A similar workflow happens when doing tweaks or testing out new prompts, so it’s an iterative process that doesn’t stop after the application has been deployed.
Playing with Others
I asked whether Humanloop can be used in tandem with other products in the LLM app stack, such as the orchestration framework LangChain and vector databases like Pinecone?
“It integrates natively with LangChain [and] a couple of others,” he confirmed. “So you can switch on an environment variable in LangChain, and then you’ll automatically start getting logging and monitoring of your applications in Humanloop. So it’s really like a one-line code change and then suddenly you can see what data is flowing through, and start gathering feedback and take actions to improve and debug.”

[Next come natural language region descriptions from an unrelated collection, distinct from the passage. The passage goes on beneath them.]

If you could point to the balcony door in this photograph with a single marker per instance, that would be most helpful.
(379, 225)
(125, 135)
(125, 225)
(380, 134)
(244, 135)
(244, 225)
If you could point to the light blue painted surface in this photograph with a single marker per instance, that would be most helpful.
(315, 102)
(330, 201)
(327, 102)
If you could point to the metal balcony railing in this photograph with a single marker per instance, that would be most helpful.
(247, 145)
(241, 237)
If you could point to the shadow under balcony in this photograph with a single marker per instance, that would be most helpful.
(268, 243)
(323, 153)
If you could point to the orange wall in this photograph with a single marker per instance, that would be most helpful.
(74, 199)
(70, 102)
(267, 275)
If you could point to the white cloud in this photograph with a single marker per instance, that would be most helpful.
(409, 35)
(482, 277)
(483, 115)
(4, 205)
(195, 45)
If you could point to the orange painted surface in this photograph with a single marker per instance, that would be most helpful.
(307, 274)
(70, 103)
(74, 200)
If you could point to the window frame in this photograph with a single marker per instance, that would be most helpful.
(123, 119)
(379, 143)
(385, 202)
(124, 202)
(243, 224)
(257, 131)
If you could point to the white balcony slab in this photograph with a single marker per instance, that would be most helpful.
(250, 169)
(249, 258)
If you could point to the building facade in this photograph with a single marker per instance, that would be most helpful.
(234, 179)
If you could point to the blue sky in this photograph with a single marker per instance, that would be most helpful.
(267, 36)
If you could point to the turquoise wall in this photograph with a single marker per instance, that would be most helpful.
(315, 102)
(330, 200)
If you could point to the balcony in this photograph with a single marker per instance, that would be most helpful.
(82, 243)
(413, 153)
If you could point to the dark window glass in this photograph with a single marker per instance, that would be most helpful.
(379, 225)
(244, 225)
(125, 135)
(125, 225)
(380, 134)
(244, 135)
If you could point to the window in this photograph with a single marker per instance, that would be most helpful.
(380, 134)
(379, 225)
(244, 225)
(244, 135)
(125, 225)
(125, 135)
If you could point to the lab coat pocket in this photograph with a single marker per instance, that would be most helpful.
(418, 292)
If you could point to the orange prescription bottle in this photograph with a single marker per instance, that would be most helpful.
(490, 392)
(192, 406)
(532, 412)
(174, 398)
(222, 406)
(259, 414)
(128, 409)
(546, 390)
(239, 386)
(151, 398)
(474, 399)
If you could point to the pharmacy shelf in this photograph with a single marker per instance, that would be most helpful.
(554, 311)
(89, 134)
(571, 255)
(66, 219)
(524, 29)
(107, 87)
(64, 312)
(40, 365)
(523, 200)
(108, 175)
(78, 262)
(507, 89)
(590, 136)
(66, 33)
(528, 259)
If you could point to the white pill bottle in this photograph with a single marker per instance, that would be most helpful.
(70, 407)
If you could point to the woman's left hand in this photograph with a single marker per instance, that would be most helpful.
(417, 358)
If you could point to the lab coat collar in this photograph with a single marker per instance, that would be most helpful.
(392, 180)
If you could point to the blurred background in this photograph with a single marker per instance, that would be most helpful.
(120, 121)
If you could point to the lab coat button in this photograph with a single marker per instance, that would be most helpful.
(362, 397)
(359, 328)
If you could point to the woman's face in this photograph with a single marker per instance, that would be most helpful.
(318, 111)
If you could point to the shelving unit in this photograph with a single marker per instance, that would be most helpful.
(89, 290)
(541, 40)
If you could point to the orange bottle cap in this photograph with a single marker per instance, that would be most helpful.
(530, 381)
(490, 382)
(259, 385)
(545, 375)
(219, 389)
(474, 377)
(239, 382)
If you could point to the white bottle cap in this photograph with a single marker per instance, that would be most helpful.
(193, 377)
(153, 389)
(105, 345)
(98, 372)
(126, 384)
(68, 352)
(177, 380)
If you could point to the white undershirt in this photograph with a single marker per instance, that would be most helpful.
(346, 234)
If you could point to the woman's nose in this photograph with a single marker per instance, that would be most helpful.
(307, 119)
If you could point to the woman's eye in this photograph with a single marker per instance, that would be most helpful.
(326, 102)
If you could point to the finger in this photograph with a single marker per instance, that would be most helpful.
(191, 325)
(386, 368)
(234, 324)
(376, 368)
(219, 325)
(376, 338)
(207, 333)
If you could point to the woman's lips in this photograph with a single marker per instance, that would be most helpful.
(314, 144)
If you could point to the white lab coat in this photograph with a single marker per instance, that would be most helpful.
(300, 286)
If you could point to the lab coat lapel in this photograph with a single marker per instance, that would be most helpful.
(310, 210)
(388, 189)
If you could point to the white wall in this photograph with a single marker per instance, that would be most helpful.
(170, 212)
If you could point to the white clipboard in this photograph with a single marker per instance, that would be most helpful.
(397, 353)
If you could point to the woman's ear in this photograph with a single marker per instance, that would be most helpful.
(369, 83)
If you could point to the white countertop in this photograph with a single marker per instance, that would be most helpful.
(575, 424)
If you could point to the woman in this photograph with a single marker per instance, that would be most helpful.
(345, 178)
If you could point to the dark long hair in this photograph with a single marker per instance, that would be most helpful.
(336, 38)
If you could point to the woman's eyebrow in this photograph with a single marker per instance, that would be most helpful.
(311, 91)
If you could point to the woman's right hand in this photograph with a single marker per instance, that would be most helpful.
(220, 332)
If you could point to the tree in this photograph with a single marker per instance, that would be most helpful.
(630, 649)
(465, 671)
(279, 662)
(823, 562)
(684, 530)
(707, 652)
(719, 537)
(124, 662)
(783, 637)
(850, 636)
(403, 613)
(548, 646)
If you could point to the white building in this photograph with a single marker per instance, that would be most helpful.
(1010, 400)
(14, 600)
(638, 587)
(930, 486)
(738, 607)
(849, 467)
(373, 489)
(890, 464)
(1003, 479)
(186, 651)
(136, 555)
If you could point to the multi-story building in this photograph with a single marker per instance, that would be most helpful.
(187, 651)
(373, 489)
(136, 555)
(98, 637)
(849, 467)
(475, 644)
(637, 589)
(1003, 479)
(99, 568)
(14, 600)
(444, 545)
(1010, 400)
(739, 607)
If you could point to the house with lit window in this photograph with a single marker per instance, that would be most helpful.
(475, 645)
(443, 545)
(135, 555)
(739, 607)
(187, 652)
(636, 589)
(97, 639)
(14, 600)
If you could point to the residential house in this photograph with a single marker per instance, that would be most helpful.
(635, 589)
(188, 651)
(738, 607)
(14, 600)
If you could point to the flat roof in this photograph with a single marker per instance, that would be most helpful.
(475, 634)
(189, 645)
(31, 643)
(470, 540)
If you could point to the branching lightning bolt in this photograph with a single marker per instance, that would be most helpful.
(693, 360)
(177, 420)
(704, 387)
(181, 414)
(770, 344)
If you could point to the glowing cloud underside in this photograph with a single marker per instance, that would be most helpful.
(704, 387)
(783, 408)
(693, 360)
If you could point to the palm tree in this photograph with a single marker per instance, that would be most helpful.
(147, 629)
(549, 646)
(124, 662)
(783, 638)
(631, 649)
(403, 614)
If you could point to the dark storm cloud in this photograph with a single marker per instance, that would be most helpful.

Habib noted that Humanloop has a feature similar to OpenAI’s functions, which it calls “Tools.” This allows users to “connect an LLM to any API to give it extra capabilities and access to private data” — for example, to connect to a vector database. But Habib cautioned that Humanloop isn’t an orchestration framework like LangChain.
“We believe that that’s best done in code,” he said, regarding orchestration. “We’re primarily there to manage the prompt engineering and then evaluate and take steps to improve those models.”
Advice for AI Engineers
The primary users of Humanloop are developers. With the current popularity of LLM applications, I asked Habib what advice he’d give to developers who want to do more work in this area.
“In terms of new skills you want to learn, I think having an awareness for how the models work and an appreciation that this is now stochastic. So if you haven’t had any experience with machine learning before, and you’re coming into it, you’re probably coming from a world in which software is deterministic — [where] you can write unit tests and it always does exactly the same thing.”
With LLMs, though, software isn’t necessarily deterministic. So learning to deal with that randomness and developing an intuition about the limits of LLMs is important, in Habib’s view. Which, of course, is where an LLM playground comes into play.